PLAN B

 ontwikkeling, leren en gedrag

Gedragsproblemen

 Bij gedragsproblemen zien we een onaangepast gedrag van het kind aan zijn omgeving. Het kind is druk, valt op, luistert niet, kan sociaal niet adequaat reageren, schopt en slaat of zondert zich juist enorm af. In onze visie is dit gedrag een uiting van lichamelijk onvermogen tot aanpassen en verwerken van prikkels.

ADHD (aandachtproblemen hyperactief gedrag)                                                 Veel kinderen lijden tegenwoordig aan een onvermogen om zich lang te richten op een taak. Soms gaat dit vergezeld van een niet te onderdrukken overbeweeglijkheid. Dit gedrag kan zowel thuis als op school problemen veroorzaken.                                                                                                                             Uit onderzoek blijkt dat blijkt dat er groepen neuronen (zenuwcellen) kleiner zijn en er problemen zijn met de aanmaak van verschillende neurotransmitters (boodschapperstoffen). 

De aanpak van onze methode is vooral gericht op het boven krijgen van de oorzaak van het afwijkend gedrag en het behandelen van de hersenen en hun werking door motorische oefeningen. 

Autisme, autistiform gedrag en PDD nos                                                     Kenmerkend voor autisme is het onvermogen tot het ontwikkelen van normale sociale relaties en een verstoorde ontwikkeling van het communicatief vermogen.

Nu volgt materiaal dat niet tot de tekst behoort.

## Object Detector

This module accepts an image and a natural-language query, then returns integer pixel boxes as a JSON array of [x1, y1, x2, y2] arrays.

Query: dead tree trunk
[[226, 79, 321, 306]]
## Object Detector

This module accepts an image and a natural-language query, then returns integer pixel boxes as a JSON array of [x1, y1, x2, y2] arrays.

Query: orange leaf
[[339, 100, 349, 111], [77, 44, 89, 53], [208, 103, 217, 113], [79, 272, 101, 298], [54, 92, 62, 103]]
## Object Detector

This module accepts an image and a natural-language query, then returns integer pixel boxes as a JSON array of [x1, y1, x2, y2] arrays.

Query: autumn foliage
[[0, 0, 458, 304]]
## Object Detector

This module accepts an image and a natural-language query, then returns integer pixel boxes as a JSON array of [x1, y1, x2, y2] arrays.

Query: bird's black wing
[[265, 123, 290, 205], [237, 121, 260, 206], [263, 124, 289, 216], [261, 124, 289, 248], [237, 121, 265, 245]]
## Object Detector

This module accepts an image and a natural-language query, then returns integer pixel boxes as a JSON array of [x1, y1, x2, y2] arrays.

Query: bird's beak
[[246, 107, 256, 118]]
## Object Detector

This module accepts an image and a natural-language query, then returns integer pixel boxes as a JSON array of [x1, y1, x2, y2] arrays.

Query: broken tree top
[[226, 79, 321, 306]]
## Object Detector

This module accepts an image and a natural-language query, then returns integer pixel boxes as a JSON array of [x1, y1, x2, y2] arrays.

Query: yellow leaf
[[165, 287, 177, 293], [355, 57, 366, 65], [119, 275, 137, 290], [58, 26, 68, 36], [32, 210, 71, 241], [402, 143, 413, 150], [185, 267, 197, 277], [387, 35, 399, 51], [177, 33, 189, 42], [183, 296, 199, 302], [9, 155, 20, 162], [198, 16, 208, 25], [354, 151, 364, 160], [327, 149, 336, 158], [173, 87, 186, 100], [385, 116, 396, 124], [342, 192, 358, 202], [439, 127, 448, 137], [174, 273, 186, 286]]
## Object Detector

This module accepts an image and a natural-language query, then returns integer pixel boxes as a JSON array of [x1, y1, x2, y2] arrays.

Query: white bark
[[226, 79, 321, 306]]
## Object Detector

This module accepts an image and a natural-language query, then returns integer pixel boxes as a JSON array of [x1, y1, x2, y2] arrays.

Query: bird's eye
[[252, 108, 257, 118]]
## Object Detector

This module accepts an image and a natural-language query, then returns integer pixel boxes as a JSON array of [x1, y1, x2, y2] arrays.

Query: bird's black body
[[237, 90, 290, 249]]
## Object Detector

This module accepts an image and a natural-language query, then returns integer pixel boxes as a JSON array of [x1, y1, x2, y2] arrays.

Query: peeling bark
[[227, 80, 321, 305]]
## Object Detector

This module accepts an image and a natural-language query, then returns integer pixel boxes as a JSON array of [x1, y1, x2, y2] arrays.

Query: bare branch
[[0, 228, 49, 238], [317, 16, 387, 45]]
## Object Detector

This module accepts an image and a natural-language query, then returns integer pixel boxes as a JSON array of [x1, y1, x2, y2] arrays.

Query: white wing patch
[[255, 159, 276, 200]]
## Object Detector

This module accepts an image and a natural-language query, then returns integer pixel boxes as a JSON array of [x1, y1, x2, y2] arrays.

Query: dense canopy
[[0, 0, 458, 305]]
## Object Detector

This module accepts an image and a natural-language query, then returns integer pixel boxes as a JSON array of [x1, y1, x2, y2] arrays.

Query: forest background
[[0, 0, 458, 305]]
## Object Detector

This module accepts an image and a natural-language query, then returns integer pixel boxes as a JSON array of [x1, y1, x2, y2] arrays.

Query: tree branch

Daarnaast zijn het vaak kinderen met een gebrek aan voorstellingsvermogen.

Door MRI scans en histologisch onderzoek is gebleken dat de temporaal kwab van de hersenen (het gebied rond je oren waar de gehoorprikkels worden verwerkt en doorgegeven worden) niet goed functioneert. De dysfunctie van dit gebied kan een gevolg zijn van een obstructie als gevolg van een geboortetrauma. Denk hierbij aan een vacuümpomp of verlostang. Vervolgens ontstaan er problemen met de boodschapperstoffen die informatie snel naar de hersenen moet sturen. Indien de overdracht van wat je hoort langzaam verloopt, kan dat grote gevolgen hebben. "Het kwartje" valt pas seconden later. Het kind reageert later, herhaalt zinnen en vraagt vaak "wat zeg je?" en lijkt in zijn eigen wereld te zitten.

Natuurlijk is het te eenvoudig om autistiform gedrag als een probleem van het gehoor te beschrijven. Het ligt dan ook veel complexer. Uit onderzoek blijkt dat ook de gebieden in de hersenstam en in de frontale cortex zwak te functioneren. De hersenstam, de basis van de hersenen, zorgt voor het wakker worden van de hersenen. De frontale cortex, het voorste deel van je hersenen is het stukje hersenen dat zorgt voor de rem op je gedrag, je sociale voelsprieten en je algehele motivatie en moreel besef.

Brain Stimulated Method kan, zonder gebruik van medicijnen, de aanmaak van boodschapperstoffen weer op gang brengen.